This model takes two inputs: a regular input containing 8 numerical features per instance, plus a categorical input (contianing one categorical feature per instance). It uses a Lambda layer to look up each category's index, then it looks up the embeddings for these indices. Next, it concatenates the embeddings and the regular inputs in order to give the encoded inputs, which are ready to be fed to a neural network. We could add any kind of neural network at this point, but we just add a dense output layer, and we creat the tf.keras.Model.

When the tf.keras.layers.TextVectorization layer is available, you can call its adapt() method ot make it extract the vocabulary from a data sample (it will take care of creating the lookup table for you). Then you can add it to your model, and it will perform the index lookup (replacing the Lambda layer in the previous example).
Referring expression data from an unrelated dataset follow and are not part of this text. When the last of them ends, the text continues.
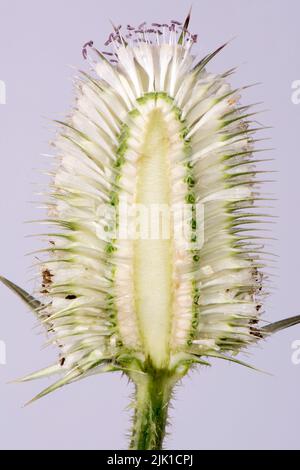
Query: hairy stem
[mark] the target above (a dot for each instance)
(153, 393)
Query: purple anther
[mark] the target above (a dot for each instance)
(84, 49)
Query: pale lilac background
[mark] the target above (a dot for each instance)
(226, 406)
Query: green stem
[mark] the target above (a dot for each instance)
(153, 393)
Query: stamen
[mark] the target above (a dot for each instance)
(84, 49)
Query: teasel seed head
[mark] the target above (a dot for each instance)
(152, 127)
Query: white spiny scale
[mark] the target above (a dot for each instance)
(152, 128)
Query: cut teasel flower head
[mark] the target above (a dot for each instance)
(154, 128)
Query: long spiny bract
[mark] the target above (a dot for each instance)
(152, 127)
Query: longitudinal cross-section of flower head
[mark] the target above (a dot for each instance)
(155, 130)
(155, 262)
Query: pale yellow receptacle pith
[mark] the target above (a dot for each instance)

One-hot encoding followed by a Dense layer (with no activation function and no biases) is equivalent to an Embedding layer. However, the Embedding layer uses way fewer computations (the performance difference becomes clear when the size of the embedding matrix grows). The Dense layer's weight matrix plays the role of the embedding matrix. For example, __using one-hot vectors of size 20 and a Dense layer with 10 units is equivalent to use an Embedding layer with input_dim=20 and output_dim=10. As a result, it would be wasteful to use more embedding dimensions than the number of units in the layer that follows the Embedding layer.__

### Word Embeddings

Not only will embeddings generally be useful representations for the task at hand, but quite often these same embeddings can be reused successfully for other tasks. The most common example of this is _word embeddings_: when you are working on a natural language processing task, you are often better off reusing pretrained word embeddings than training your own.

In 2013 Google researchers published a paper describing an efficient technique to learn word embeddings using neural networks. They trained a neural network to predict the words near any given word, and obtained astounding word embeddings. For example, synonyms had very close embeddings, and semantically related words such as France, Spain, and Italy ended up clustered together.
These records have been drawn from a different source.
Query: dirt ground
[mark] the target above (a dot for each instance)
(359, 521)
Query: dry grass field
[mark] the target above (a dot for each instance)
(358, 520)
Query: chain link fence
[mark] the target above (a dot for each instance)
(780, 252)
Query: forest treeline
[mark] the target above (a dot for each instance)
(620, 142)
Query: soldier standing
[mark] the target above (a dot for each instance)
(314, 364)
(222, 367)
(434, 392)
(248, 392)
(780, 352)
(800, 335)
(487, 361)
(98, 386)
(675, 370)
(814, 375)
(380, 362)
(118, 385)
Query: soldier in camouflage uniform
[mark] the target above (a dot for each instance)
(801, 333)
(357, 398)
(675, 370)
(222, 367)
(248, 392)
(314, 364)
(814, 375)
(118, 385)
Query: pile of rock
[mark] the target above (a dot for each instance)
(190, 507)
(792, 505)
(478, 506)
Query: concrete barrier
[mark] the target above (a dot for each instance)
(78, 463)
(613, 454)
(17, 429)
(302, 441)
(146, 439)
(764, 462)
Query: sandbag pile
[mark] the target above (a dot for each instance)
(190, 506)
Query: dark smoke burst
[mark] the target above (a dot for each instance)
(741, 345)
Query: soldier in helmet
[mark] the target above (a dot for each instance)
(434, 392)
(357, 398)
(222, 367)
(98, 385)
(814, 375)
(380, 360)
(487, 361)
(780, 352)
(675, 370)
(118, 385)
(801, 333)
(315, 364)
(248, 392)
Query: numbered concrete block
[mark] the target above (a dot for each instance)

It's not just about proximity, though: word embeddings were also organized along meaningful axes in the embedding space. HEre is a famous example: if you compute King - Man + Woman (add and subtracting the embedding vectors of these words), then the result will be very close to the embedding of the word Queen.
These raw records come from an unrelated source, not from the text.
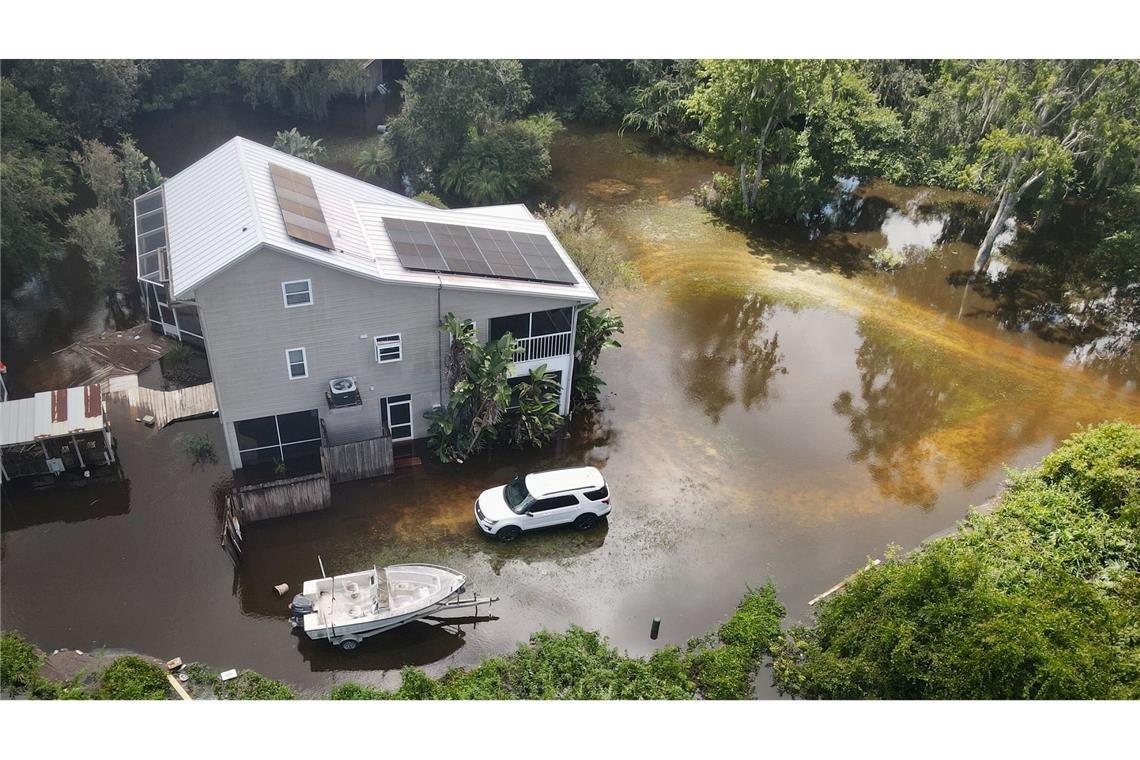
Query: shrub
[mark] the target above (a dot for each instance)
(375, 158)
(536, 417)
(356, 692)
(133, 678)
(1102, 463)
(887, 259)
(592, 250)
(595, 333)
(479, 394)
(431, 199)
(200, 448)
(250, 685)
(299, 145)
(1034, 601)
(19, 663)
In other words, the word embeddings encode the concept of gender! Similary, you can compute Madrid - Spain + France and the result is close to Paris, which seems to show that the notion of captial city was also encoded in the embeddings.

Unfortunately, word embeddings sometimes capture biases, such as learning Man is to Doctor as Woman is to Nurse. Ensuring fairness in Deep Learning algorithms is an important and active research topic.

### Keras Preprocessing Layers

The TensorFlow team is working on providing a set of standard Keras preprocessing layers. This new API will likely supersede the existing Feature Columns API, which is harder to use and less intuitive (if you want to learn more about the Feature Columns API anyway pleace check the notebook for this chapter).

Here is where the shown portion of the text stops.